“Commesse e appalti di servizi in Sicilia” da Lidl Italia e Eurospin Italia attraverso “dazioni di denaro a esponenti della famiglia Laudani”. E’ quanto emerge dall’inchiesta condotta dalla Dda di Milano che ruota intorno al clan mafioso catanese che per gli inquirenti era “in grado di garantire il monopolio di tali commesse e la cogestione dei lavori in Sicilia”.
Stando all’ordinanza del gip di Milano Giulio Fanales, emessa su richiesta del pm della Dda Paolo Storari, la presunta associazione per delinquere, composta da 16 persone, avrebbe commesso “una pluralità di delitti di emissione di fatture per operazioni inesistenti, dichiarazione fraudolenta mediante l’utilizzo di fatture per operazioni inesistenti, omessa dichiarazione Iva, omesso versamento IVA, appropriazione indebita, ricettazione, traffico di influenze, intestazione fittizia di beni, corruzione tra privati”.
In particolare, Luigi Alecci, Giacomo Politi e Emanuele Micelotta, tutti “con il ruolo di capi e promotori”, nel 2008 avrebbero costituito “dapprima la Sigi Facilities e poi, nel 2015, la Sigilog, società consortile a cui fanno capo una serie di imprese, che si occupano di logistica e servizi alle imprese, intestate a prestanome al fine di permettere agli indagati una totale mimetizzazione”.
Queste imprese, poi, come si legge sempre nell’ordinanza, avrebbero versato somme di denaro a Simone Suriano “dipendente Lidl Italia srl, con il ruolo di associato” e finito oggi agli arresti domiciliari.
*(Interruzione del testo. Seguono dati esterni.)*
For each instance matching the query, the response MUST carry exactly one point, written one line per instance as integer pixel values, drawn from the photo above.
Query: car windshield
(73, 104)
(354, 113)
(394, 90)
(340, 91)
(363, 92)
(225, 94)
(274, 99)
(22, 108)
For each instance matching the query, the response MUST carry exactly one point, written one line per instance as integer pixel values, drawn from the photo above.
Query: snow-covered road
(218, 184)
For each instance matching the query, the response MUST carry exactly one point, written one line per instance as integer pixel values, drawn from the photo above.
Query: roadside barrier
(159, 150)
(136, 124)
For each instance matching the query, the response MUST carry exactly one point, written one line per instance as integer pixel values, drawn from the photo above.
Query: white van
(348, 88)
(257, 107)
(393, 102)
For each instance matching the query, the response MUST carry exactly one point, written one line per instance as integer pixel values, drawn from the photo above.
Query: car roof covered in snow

Suriano sarebbe stato “stabilmente a libro paga al fine di far ottenere appalti a favore di imprese facenti parte dei consorzi Sigi Facilitis e Sigilog”.
La società Lidl Italia, invece, non è indagata. Soldi sarebbero stati versati, poi, anche a Salvatore Orazio Di Mauro, “fino al suo arresto intervenuto in data 10.2.2016”. Di Mauro sarebbe un “esponente di spicco della famiglia Laudani, uomo di fiducia di Laudani Sebastiano classe ’69, detto Iano il grande”.
Le imprese della presunta associazione, tra l’altro, avrebbero versato denaro anche a “Enrico Borzì”, anche lui presunto esponente dell’associazione. I rapporti tra gli indagati e la famiglia Laudani, si legge negli atti, “risalgono a tempo addietro” e tra le finalità dei versamenti c’era anche quella “di provvedere al sostegno dei detenuti della famiglia mafiosa dei Laudani”.
In particolare, secondo quanto si è appreso, sono state poste in amministrazione giudiziaria quattro direzioni generali della società di grande distribuzione Lidl, cui afferiscono circa 200 punti vendita.
“È stata una indagine molto complessa, condotta in perfetta sinergia tra la Polizia e la Gdf. Sono stati seguiti i passaggi di denaro, il denaro raccolto a Milano veniva consegnato alla famiglia Laudani”, commenta il procuratore aggiunto di Milano, Ilda Boccassini. Secondo la magistrata le indagini riguardanti la Lidl hanno accertato che “sapevano chi corrompere, quali fossero le persone giuste da corrompere”.
Intanto il Gruppo Securpolice, che si occupa anche della vigilanza al Palazzo di Giustizia di Milano e di cui si parla nell’inchiesta della Dda milanese, in una nota firmata dal presidente del Cda, Mario Ortello “conferma la propria disponibilità verso gli inquirenti per fornire ogni elemento utile a chiarire circostanze e fatti che vedono, a vario titolo, coinvolte alcune sue società”.
“In merito alla vicenda giudiziaria che vede coinvolte alcune società del Gruppo Securpolice”, si legge ancora nel comunicato, il gruppo esprime “piena fiducia nell’operato della polizia giudiziaria e della magistratura”.
Non è la prima volta che il clan dei Laudani è interessato alla grande distribuzione alimentare. Più di dieci anni fa un’inchiesta della procura distrettuale antimafia di Catania inguaia Sebastiano Scuto, il “re” dei supermercati Despar in Sicilia, fondatore di Aligrup un colosso della distribuzione alimentare con un oltre duemila dipendenti. E’ ritenuto dai magistrati un prestanome dei Laudani tanto che viene condannato in primo e secondo grado, prima a quattro anni e otto mesi e poi a 12 anni. Nei suoi confronti recentemente la Cassazione ha annullato con rinvio il secondo grado e restituito solo in parte il 15 per cento del patrimonio.